When 84-year-old British-based Ukrainian widower Nikolai Mayevskyj announces that he is in love with a woman young enough to be his daughter eyebrows are raised. But when he marries the object of his affections — the delightfully eccentric Valentina, a gold-digging Ukrainian with a pair of over-sized breasts, bottle-blonde hair and a rocket-like mission to obtain a British passport — all hell breaks loose.
Nikolai’s daughters, the upstanding divorcee Vera and the left-wing sociologist Nadia, put their lifelong differences aside to protect their father from his own stupidity. The pair band together to thwart Valentina’s less than honourable schemes — with mixed results.
As Valentina bleeds Nikolai dry in pursuit of her much-desired Western lifestyle, the ostrich-like Nikolai concentrates not on reeling her in but in continuing to write his book about the history of tractors (hence this novel’s title).
Set in the Fenlands of England (more specifically Peterborough), A Short History of Tractors in Ukrainian is a delightfully comic novel about sibling rivalry, family ties and the secrets we keep.

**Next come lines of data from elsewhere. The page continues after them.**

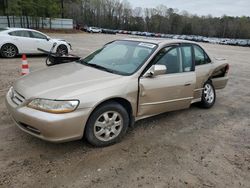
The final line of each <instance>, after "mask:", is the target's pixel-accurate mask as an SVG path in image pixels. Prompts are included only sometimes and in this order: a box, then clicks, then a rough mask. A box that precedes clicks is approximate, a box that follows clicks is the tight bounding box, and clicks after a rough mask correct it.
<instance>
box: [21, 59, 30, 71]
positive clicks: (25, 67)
mask: <svg viewBox="0 0 250 188" xmlns="http://www.w3.org/2000/svg"><path fill="white" fill-rule="evenodd" d="M29 73H30V70H29V64H28V62H27V59H26V55H25V54H23V55H22V75H26V74H29Z"/></svg>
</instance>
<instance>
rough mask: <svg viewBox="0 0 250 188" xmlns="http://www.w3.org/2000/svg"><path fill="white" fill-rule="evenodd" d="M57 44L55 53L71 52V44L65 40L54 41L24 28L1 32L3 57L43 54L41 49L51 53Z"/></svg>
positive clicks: (11, 56)
mask: <svg viewBox="0 0 250 188" xmlns="http://www.w3.org/2000/svg"><path fill="white" fill-rule="evenodd" d="M54 43H56V46H55V48H54V51H53V52H57V53H60V54H68V53H69V52H70V51H71V45H70V43H68V42H66V41H65V40H63V39H53V38H50V37H49V36H48V35H46V34H44V33H42V32H39V31H36V30H33V29H24V28H6V29H2V30H1V31H0V53H1V56H2V57H7V58H12V57H15V56H16V55H18V54H41V53H42V52H41V51H39V50H37V48H41V49H43V50H46V51H50V49H51V47H52V46H53V44H54Z"/></svg>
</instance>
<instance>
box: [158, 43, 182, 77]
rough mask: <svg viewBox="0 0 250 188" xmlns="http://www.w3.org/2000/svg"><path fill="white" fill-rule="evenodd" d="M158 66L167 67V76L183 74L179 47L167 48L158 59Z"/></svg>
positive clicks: (160, 51)
mask: <svg viewBox="0 0 250 188" xmlns="http://www.w3.org/2000/svg"><path fill="white" fill-rule="evenodd" d="M156 64H158V65H165V66H166V68H167V71H166V74H170V73H180V72H182V64H181V60H180V48H179V47H171V48H170V47H167V48H164V49H162V50H161V51H160V53H159V54H158V55H157V57H156Z"/></svg>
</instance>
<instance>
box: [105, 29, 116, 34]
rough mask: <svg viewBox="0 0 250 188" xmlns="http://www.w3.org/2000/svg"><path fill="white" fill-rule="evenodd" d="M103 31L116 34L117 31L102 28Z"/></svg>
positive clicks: (108, 32)
mask: <svg viewBox="0 0 250 188" xmlns="http://www.w3.org/2000/svg"><path fill="white" fill-rule="evenodd" d="M102 33H105V34H116V31H115V30H113V29H102Z"/></svg>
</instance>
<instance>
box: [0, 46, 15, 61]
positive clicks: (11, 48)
mask: <svg viewBox="0 0 250 188" xmlns="http://www.w3.org/2000/svg"><path fill="white" fill-rule="evenodd" d="M17 53H18V50H17V47H16V46H15V45H13V44H4V45H3V46H2V48H1V55H2V56H3V57H7V58H13V57H15V56H16V55H17Z"/></svg>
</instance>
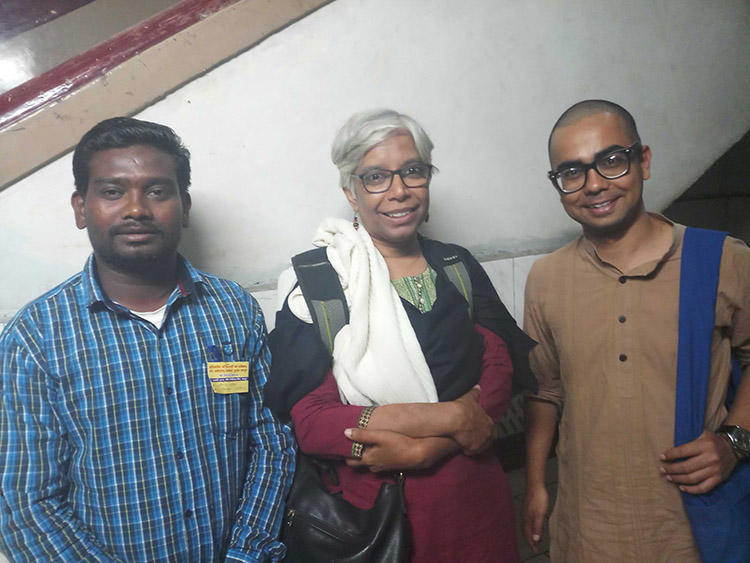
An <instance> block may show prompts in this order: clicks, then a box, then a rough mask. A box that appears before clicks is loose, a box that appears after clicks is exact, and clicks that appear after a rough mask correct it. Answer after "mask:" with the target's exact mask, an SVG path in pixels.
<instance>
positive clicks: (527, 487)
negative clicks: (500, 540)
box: [523, 483, 549, 553]
mask: <svg viewBox="0 0 750 563" xmlns="http://www.w3.org/2000/svg"><path fill="white" fill-rule="evenodd" d="M547 510H549V495H548V494H547V488H546V487H545V486H544V483H541V484H539V485H537V486H535V487H526V495H525V497H524V499H523V535H524V537H525V538H526V542H527V543H528V544H529V545H530V546H531V549H532V550H533V551H534V553H536V544H537V543H539V541H540V540H541V539H542V527H543V526H544V518H545V516H547Z"/></svg>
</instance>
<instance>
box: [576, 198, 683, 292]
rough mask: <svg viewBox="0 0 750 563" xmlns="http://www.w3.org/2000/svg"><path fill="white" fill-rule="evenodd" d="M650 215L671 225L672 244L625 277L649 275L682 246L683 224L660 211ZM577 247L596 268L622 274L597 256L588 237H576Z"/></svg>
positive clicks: (632, 276)
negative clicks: (671, 218)
mask: <svg viewBox="0 0 750 563" xmlns="http://www.w3.org/2000/svg"><path fill="white" fill-rule="evenodd" d="M649 215H650V216H651V217H654V218H655V219H658V220H659V221H663V222H664V223H667V224H668V225H670V226H671V227H672V244H671V245H670V247H669V249H667V251H666V252H665V253H664V255H663V256H662V257H661V258H659V259H658V260H651V261H649V262H645V263H644V264H641V265H640V266H638V267H637V268H635V269H634V270H633V271H631V272H628V273H627V274H626V276H625V277H629V278H631V277H632V278H636V277H643V278H646V277H650V276H652V275H654V274H655V273H656V271H657V270H658V269H659V268H660V267H661V265H662V264H664V263H665V262H667V261H668V260H670V259H671V258H675V257H676V253H677V251H678V250H679V249H680V247H681V246H682V238H683V236H684V234H685V227H684V225H678V224H676V223H674V222H673V221H671V220H669V219H667V218H666V217H665V216H664V215H661V214H660V213H649ZM578 248H579V251H580V252H581V253H582V255H583V256H584V258H587V259H588V260H589V261H591V262H592V263H593V264H594V265H595V266H596V267H597V268H598V269H600V270H602V271H605V272H607V273H608V274H609V275H610V276H612V277H620V276H622V275H623V273H622V272H620V270H618V269H617V268H615V267H614V266H613V265H612V264H610V263H609V262H606V261H605V260H602V259H601V258H599V254H598V253H597V252H596V246H594V243H593V242H591V241H590V240H589V239H587V238H586V237H585V236H584V235H581V236H580V238H579V239H578Z"/></svg>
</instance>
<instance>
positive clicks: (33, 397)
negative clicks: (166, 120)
mask: <svg viewBox="0 0 750 563" xmlns="http://www.w3.org/2000/svg"><path fill="white" fill-rule="evenodd" d="M73 173H74V176H75V183H76V191H75V192H74V194H73V196H72V205H73V209H74V212H75V219H76V224H77V226H78V228H80V229H84V228H85V229H87V231H88V235H89V239H90V240H91V244H92V246H93V251H94V252H93V255H92V256H91V257H90V258H89V260H88V262H87V263H86V265H85V267H84V269H83V271H81V272H80V273H79V274H77V275H75V276H73V277H72V278H70V279H69V280H68V281H66V282H64V283H63V284H61V285H59V286H58V287H56V288H55V289H53V290H52V291H50V292H48V293H46V294H45V295H43V296H42V297H40V298H38V299H36V300H35V301H33V302H32V303H30V304H29V305H27V306H26V307H24V308H23V309H22V310H21V311H20V312H19V313H18V314H17V315H16V317H15V318H14V319H13V320H12V321H11V322H10V323H9V324H8V326H7V327H6V328H5V330H4V331H3V333H2V335H1V336H0V494H1V496H0V531H1V532H2V533H1V534H0V550H2V551H4V552H5V553H6V555H8V556H9V557H10V558H12V559H13V560H15V561H49V560H54V561H123V562H124V561H128V562H130V561H216V560H228V561H278V560H280V559H281V557H283V554H284V547H283V545H282V544H281V543H279V541H278V539H277V535H278V531H279V526H280V519H281V513H282V508H283V502H284V497H285V495H286V493H287V490H288V488H289V484H290V481H291V477H292V473H293V469H294V443H293V440H292V438H291V435H290V433H289V430H288V429H287V428H285V427H284V426H282V425H281V424H280V423H279V422H277V421H276V420H275V419H274V417H273V416H272V415H271V413H270V412H269V411H268V409H266V408H263V405H262V399H261V390H262V388H263V384H264V383H265V381H266V376H267V374H268V369H269V363H270V356H269V353H268V348H267V346H266V329H265V324H264V320H263V315H262V313H261V310H260V308H259V307H258V305H257V303H256V302H255V300H254V299H253V298H252V297H251V296H250V294H248V293H247V292H246V291H245V290H244V289H242V288H241V287H240V286H239V285H238V284H236V283H233V282H230V281H227V280H223V279H220V278H218V277H216V276H212V275H209V274H206V273H203V272H200V271H198V270H196V269H195V268H193V267H192V266H191V265H190V264H189V263H188V262H187V261H186V260H185V259H184V258H183V257H182V256H180V255H179V254H178V253H177V244H178V242H179V239H180V234H181V231H182V228H183V227H185V226H186V225H187V220H188V212H189V210H190V196H189V194H188V191H187V189H188V186H189V184H190V162H189V153H188V151H187V149H185V147H184V146H183V145H182V144H181V141H180V139H179V137H177V136H176V135H175V133H174V132H173V131H172V130H171V129H169V128H168V127H165V126H163V125H158V124H155V123H149V122H145V121H139V120H135V119H131V118H113V119H109V120H106V121H103V122H101V123H99V124H98V125H96V126H95V127H94V128H93V129H91V130H90V131H89V132H88V133H86V135H84V137H83V138H82V139H81V142H80V143H79V144H78V146H77V148H76V151H75V154H74V157H73Z"/></svg>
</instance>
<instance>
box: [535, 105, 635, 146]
mask: <svg viewBox="0 0 750 563" xmlns="http://www.w3.org/2000/svg"><path fill="white" fill-rule="evenodd" d="M599 113H614V114H615V115H618V116H620V119H622V122H623V124H624V125H625V131H626V133H627V135H628V136H629V137H630V140H631V142H633V143H640V142H641V137H640V135H638V128H637V127H636V126H635V119H633V116H632V115H630V112H629V111H628V110H626V109H625V108H624V107H622V106H621V105H618V104H616V103H614V102H609V101H607V100H583V101H582V102H578V103H577V104H573V105H572V106H570V107H569V108H568V109H566V110H565V111H564V112H563V114H562V115H561V116H560V118H559V119H558V120H557V121H556V122H555V126H554V127H553V128H552V131H551V132H550V134H549V139H548V140H547V153H548V154H549V152H550V147H551V146H552V136H553V135H554V134H555V131H557V130H558V129H560V128H561V127H565V126H567V125H572V124H573V123H576V122H578V121H579V120H581V119H583V118H584V117H588V116H590V115H596V114H599Z"/></svg>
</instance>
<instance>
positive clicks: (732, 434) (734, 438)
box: [716, 424, 750, 461]
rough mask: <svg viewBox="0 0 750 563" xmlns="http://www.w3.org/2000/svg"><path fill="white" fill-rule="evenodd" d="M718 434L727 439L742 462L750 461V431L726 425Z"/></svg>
mask: <svg viewBox="0 0 750 563" xmlns="http://www.w3.org/2000/svg"><path fill="white" fill-rule="evenodd" d="M716 433H717V434H723V435H724V436H726V437H727V440H729V444H730V445H731V446H732V449H733V450H734V453H735V454H737V457H738V458H739V459H740V461H748V460H750V430H746V429H744V428H742V426H729V425H726V424H725V425H724V426H721V427H720V428H719V429H718V430H717V431H716Z"/></svg>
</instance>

But there’s a darker edge to this book, too. There’s plenty of social and political issues to give the story some gravitas – illegal immigration, spousal abuse and the greed and consumerism of the West to name but a few. The back story regarding the Mayevskyj family’s arrival in the UK, having survived internment in a German war camp, also provides much food for thought and is a nice balance to the slapstick comedy and social satire that permeates much of the book.
My only concern is that the novel is not entirely politically correct. For instance, Valentina, while a hilarious, if somewhat nasty, character is slightly stereotyped. However, given the author’s own Ukrainian background I think she has licence to poke fun at her own people, so I will forgive her this one foible!
Interestingly enough, I found A Short History of Tractors in Ukrainian to be in a similar vein to Carrie Tiffany’s Everyman’s Rules for Scientific Living — right down to the weird book title, Orange Prize nomination and agricultural references! Both are enjoyable reads with plenty of laughs and a touch of pathos.